China and Russia are also expanding into Africa and South America, buying stakes in mineral resources and power distribution

Maybe our

Perhaps our Cold War “victory” and the collapse of the USSR made our leaders complacent in the face of other threats.

Influential figures in the West want us to treat the Chinese as if they are equally responsible members of the global community, ignoring the grave threat to our way of life that they already represent. But we must not be lulled into a false sense of security about China’s global agenda.

For example, it aims to control not only essential minerals, but also the sources of energy on which our daily existence depends. Despite its green rhetoric, China remains the world’s largest polluter, reckless at home and irresponsible abroad.
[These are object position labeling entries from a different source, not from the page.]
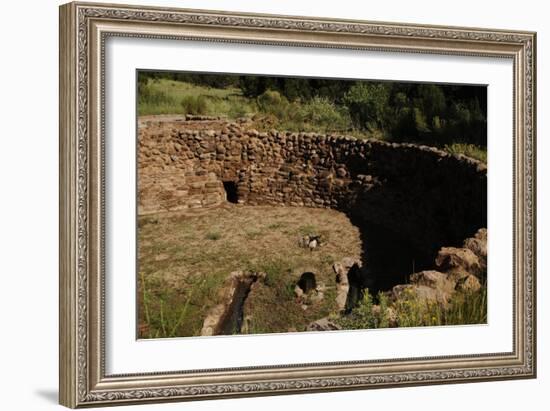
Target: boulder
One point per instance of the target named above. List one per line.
(469, 284)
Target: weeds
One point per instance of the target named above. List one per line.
(411, 311)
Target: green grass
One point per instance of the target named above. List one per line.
(270, 110)
(469, 150)
(409, 311)
(184, 260)
(164, 96)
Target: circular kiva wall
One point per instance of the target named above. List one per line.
(421, 193)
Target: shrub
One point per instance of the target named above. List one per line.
(367, 104)
(271, 102)
(194, 104)
(324, 114)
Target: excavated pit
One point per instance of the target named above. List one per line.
(232, 320)
(407, 201)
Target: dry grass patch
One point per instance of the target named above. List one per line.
(185, 257)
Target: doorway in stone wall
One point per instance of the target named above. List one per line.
(230, 188)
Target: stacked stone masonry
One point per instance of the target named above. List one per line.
(431, 196)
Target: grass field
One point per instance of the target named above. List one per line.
(184, 259)
(163, 96)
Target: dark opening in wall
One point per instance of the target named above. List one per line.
(230, 188)
(307, 282)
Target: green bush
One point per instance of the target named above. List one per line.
(367, 104)
(196, 105)
(324, 114)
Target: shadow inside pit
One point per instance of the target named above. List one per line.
(388, 259)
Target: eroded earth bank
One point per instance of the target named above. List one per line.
(243, 231)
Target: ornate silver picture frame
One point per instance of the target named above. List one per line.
(84, 30)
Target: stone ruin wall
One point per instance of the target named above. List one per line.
(430, 195)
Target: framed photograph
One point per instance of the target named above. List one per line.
(259, 204)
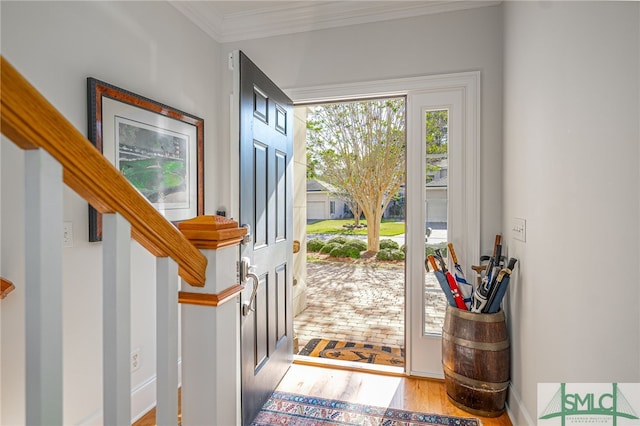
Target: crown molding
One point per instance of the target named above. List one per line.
(288, 17)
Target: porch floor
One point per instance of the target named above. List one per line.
(362, 303)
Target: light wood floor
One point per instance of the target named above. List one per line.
(392, 391)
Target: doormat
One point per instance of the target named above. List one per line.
(354, 352)
(297, 410)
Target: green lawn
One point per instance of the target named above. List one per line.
(388, 228)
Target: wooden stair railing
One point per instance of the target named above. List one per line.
(31, 122)
(6, 287)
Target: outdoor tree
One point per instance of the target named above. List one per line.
(360, 148)
(437, 138)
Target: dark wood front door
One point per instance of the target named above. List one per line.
(266, 205)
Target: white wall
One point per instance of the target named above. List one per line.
(149, 49)
(571, 161)
(426, 45)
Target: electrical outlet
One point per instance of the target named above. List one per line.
(67, 234)
(519, 229)
(135, 360)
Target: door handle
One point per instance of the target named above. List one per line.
(245, 274)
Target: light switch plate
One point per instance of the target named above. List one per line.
(519, 229)
(67, 234)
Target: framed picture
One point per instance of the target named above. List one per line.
(159, 149)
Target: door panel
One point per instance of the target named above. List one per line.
(266, 145)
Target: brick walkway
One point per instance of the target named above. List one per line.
(361, 303)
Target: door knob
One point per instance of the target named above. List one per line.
(246, 274)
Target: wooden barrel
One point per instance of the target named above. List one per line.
(475, 358)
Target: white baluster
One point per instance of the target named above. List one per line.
(116, 316)
(43, 288)
(167, 341)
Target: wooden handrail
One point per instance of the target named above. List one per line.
(31, 122)
(6, 287)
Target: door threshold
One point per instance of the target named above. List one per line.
(386, 370)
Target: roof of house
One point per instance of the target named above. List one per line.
(438, 183)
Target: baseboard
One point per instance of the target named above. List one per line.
(516, 410)
(143, 399)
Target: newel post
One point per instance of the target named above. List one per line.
(211, 326)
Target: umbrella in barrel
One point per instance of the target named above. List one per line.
(482, 293)
(442, 280)
(494, 300)
(465, 287)
(457, 297)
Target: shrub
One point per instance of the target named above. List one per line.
(315, 245)
(345, 250)
(390, 254)
(328, 247)
(337, 240)
(361, 245)
(389, 244)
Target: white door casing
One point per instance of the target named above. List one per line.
(460, 91)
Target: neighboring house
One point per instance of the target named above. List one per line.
(437, 194)
(322, 204)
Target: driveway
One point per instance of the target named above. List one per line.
(361, 303)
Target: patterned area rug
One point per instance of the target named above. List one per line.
(354, 352)
(298, 410)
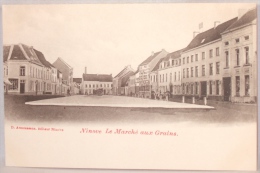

Meanwhile, our democratic institutions are threatened by the authoritarian “state capitalism” which it actively promotes around the world.

All of this must be called into question.

China’s strategy to expand its influence abroad – known internally as “unrestricted war” – was adopted with President Xi Jinping’s rise to power in 2013.

Its Belt and Road initiative, as it is called, seems fairly benign, but its goals are unmistakable.

China has sought to dominate other nation states using predatory business practices and unaffordable loans that leave country after country heavily in debt. With attractive offers to build infrastructure, China has gained control of critical resources, strategic land and access to distant markets. It seeks to dominate politically and economically through local dependence on Chinese goods and services.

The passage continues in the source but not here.